Can the the radius of convergence increase due to composition of two power series?

When composing power series, is the radius of convergence the minimum of that of the individual series, or is it like for multiplication and addition of power series where the resultant radius of convergence may be larger than for the individual series?

If the radius of convergence is the minimum as described, then is the interval of convergence the intersection of the two individual intervals of convergence, or is behaviour at the end-points not guaranteed (just like it isn't when differentiating a power series to obtain another)?

Solution 1:

(Edited. The handling of the arising cases was not correct.)

A composition $h(z):=f\bigl(g(z)\bigr)$ of analytic functions makes sense whenever $g$ is analytic in a neighborhood of $z_0$ and $f$ is analytic in a neighborhood of $g(z_0)$.

Contrasting this the composition of the power series $g(z):=\sum_{k=0}^\infty a_k z^k$ with the series $f(w):=\sum_{j=0}^\infty b_j w^j$ only makes sense when $a_0=0$, i.e., when $g(0)=0$. Only in this case the Taylor coefficients of the composite function $h(z):=f\bigl(g(z)\bigr)$ can be calculated in finite terms.

Therefore let's assume $g(0)=0$. Let $0<R\leq\infty$ be the radius of convergence of the $g$-series, and put $$M_g(r):=\max_{0\leq \phi\leq 2\pi} |g(re^{i\phi}|\qquad(r<R)\ .$$ Then $M_g(0)=0$, and the function $r\mapsto M_g(r)$ is strictly increasing and continuous. Put $\lim_{r\to R-} M_g(r)=:\rho'\leq\infty$.

Finally, let $0<\rho\leq\infty$ be the radius of convergence of the $f$-series.

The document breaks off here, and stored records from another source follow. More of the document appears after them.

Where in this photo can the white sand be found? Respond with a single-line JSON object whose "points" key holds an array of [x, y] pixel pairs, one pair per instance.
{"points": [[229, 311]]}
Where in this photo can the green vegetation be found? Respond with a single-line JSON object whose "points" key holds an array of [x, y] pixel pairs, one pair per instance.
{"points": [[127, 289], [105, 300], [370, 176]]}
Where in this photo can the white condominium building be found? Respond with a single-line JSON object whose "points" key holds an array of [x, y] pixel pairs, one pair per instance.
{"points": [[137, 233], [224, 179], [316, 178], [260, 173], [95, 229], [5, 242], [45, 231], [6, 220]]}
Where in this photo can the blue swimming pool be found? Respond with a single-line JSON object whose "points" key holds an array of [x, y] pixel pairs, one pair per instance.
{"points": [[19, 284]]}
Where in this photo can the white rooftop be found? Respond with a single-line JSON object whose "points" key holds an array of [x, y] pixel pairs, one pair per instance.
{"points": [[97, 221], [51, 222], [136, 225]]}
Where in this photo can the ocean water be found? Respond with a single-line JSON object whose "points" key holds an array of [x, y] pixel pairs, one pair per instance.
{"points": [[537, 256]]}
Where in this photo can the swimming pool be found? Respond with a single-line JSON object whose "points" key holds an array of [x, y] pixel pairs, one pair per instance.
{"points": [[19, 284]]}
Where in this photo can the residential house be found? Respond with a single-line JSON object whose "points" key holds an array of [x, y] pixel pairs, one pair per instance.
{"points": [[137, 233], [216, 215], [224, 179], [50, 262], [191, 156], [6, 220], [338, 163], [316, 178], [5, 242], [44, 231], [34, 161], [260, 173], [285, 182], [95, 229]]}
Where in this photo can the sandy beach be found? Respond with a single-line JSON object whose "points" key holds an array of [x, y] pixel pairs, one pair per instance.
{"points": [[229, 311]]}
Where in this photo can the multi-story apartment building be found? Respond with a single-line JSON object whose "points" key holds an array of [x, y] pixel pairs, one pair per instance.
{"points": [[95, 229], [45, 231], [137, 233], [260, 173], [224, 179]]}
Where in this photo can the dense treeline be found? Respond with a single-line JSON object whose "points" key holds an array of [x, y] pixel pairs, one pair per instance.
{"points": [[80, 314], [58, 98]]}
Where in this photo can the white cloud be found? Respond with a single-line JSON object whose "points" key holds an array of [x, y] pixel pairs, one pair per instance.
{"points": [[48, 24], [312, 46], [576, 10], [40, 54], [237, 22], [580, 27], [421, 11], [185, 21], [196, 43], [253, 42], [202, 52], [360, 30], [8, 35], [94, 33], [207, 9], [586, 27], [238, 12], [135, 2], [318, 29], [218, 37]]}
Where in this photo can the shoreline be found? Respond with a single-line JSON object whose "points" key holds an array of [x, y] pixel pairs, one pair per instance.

If $\rho\geq\rho'$ then $|g(z)|<\rho$ for all $z\in D_R$, and it follows that $h$ is analytic in $D_R$. Therefore the radius of convergence of the $h$-series is $\geq R$.

If $\rho<\rho'$ then there is an $R'<R$ such that $M_g(R')=\rho$. It follows that $|g(z)|<\rho$ for $z\in D_{R'}$, and it is easy to see that in this case the $h$-series has radius of convergence $\geq R'$.

Solution 2:

How about an example: $$ \frac x{1-x}\circ\frac x{1+x} = x\quad? $$

Solution 3:

Think what happens when you compose $f$ and $g$ into $f(g(z))$. If $z$ is in the convergence region of $g$, and $g(z)$ is in the convergence region of $f$, things should work out nicely. In particular, if $f$ converges everywhere, $f(g(z))$ will converge whenever $g(z)$ does. But $f(g(z))$ might fail to converge even if $g(z)$ does.